Data Integration Projects

Confidentiality Information Series

Part 1 - What is confidentiality and why is it important?

Agencies collecting information from people and organisations have a legal and ethical responsibility to ensure:

they respect the privacy of those providing the information; and
that individuals and organisations cannot be identified in a disseminated dataset.

There is a clear relationship between confidentiality and privacy. A breach of confidentiality can result in disclosure of information which might intrude on the privacy of a person or an organisation.

Confidentiality refers to the obligation of data custodians (agencies that collect information) to keep the confidential information they are entrusted with secret.

Why is confidentiality important?

Agencies collecting data often rely on the trust and goodwill of the Australian people to provide information.

Maintaining public trust helps to achieve better quality data and a higher response to data collections.

Protecting confidentiality is a key element in maintaining the trust of data providers.
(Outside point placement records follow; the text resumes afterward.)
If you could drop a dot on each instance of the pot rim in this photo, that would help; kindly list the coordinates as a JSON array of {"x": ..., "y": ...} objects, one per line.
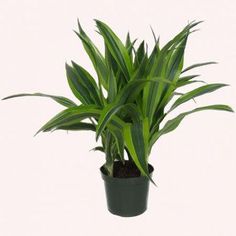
[{"x": 129, "y": 180}]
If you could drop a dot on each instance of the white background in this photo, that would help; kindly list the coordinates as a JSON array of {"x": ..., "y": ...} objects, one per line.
[{"x": 51, "y": 185}]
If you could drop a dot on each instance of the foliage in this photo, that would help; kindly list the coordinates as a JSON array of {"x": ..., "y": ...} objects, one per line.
[{"x": 139, "y": 87}]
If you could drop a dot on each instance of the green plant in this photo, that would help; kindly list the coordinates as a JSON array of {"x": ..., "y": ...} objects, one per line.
[{"x": 139, "y": 87}]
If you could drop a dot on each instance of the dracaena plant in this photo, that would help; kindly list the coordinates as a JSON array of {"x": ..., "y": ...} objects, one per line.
[{"x": 127, "y": 103}]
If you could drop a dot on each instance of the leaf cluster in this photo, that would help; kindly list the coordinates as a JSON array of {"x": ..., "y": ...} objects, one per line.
[{"x": 126, "y": 104}]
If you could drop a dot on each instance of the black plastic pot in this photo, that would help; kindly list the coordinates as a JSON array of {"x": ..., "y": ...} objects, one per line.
[{"x": 126, "y": 196}]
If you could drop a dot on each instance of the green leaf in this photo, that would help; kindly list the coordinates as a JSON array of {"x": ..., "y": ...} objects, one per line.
[
  {"x": 95, "y": 56},
  {"x": 112, "y": 87},
  {"x": 136, "y": 138},
  {"x": 126, "y": 95},
  {"x": 140, "y": 54},
  {"x": 116, "y": 48},
  {"x": 59, "y": 99},
  {"x": 98, "y": 148},
  {"x": 77, "y": 127},
  {"x": 71, "y": 116},
  {"x": 83, "y": 77},
  {"x": 198, "y": 65},
  {"x": 195, "y": 93},
  {"x": 119, "y": 140},
  {"x": 174, "y": 123},
  {"x": 77, "y": 86}
]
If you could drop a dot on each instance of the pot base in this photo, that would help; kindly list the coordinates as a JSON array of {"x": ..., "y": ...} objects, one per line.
[{"x": 126, "y": 197}]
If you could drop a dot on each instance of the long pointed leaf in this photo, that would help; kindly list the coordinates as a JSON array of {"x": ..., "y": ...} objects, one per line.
[
  {"x": 195, "y": 93},
  {"x": 136, "y": 142},
  {"x": 117, "y": 49},
  {"x": 59, "y": 99},
  {"x": 198, "y": 65},
  {"x": 174, "y": 123}
]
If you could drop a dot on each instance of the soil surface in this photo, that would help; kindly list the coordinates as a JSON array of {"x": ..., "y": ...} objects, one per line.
[{"x": 126, "y": 170}]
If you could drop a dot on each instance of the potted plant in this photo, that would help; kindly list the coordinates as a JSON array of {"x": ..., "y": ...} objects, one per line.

This leads to reliable data to inform governments, researchers and the community.

Confidentiality and therefore trust can be broken when a person or organisation can be identified in a disseminated dataset, either directly or indirectly.

For example, a person could be directly identified in a dataset if that dataset contains their name and address. However, a person or an organisation could also be indirectly identified if there is a combination of information in the dataset from which their identity can be deduced.

Example: the combination of date of birth and a detailed area code (for example, a town where 300 people live) may enable identification as there will be some unique dates of birth in such a small area.

What does ‘confidentialise’ mean?

The term confidentialise refers to the steps a data custodian must take to mitigate the risk that a particular person or organisation could be identified in a dataset, either directly or indirectly. Confidentialisation requires two key steps:

de-identification of the data, that is, the removal of any direct identifiers (e.g. name and address) from the data; and
assessment and management of the risk of indirect identification occurring in the de-identified dataset.

De-identified data does not necessarily protect the identity of individuals or organisations.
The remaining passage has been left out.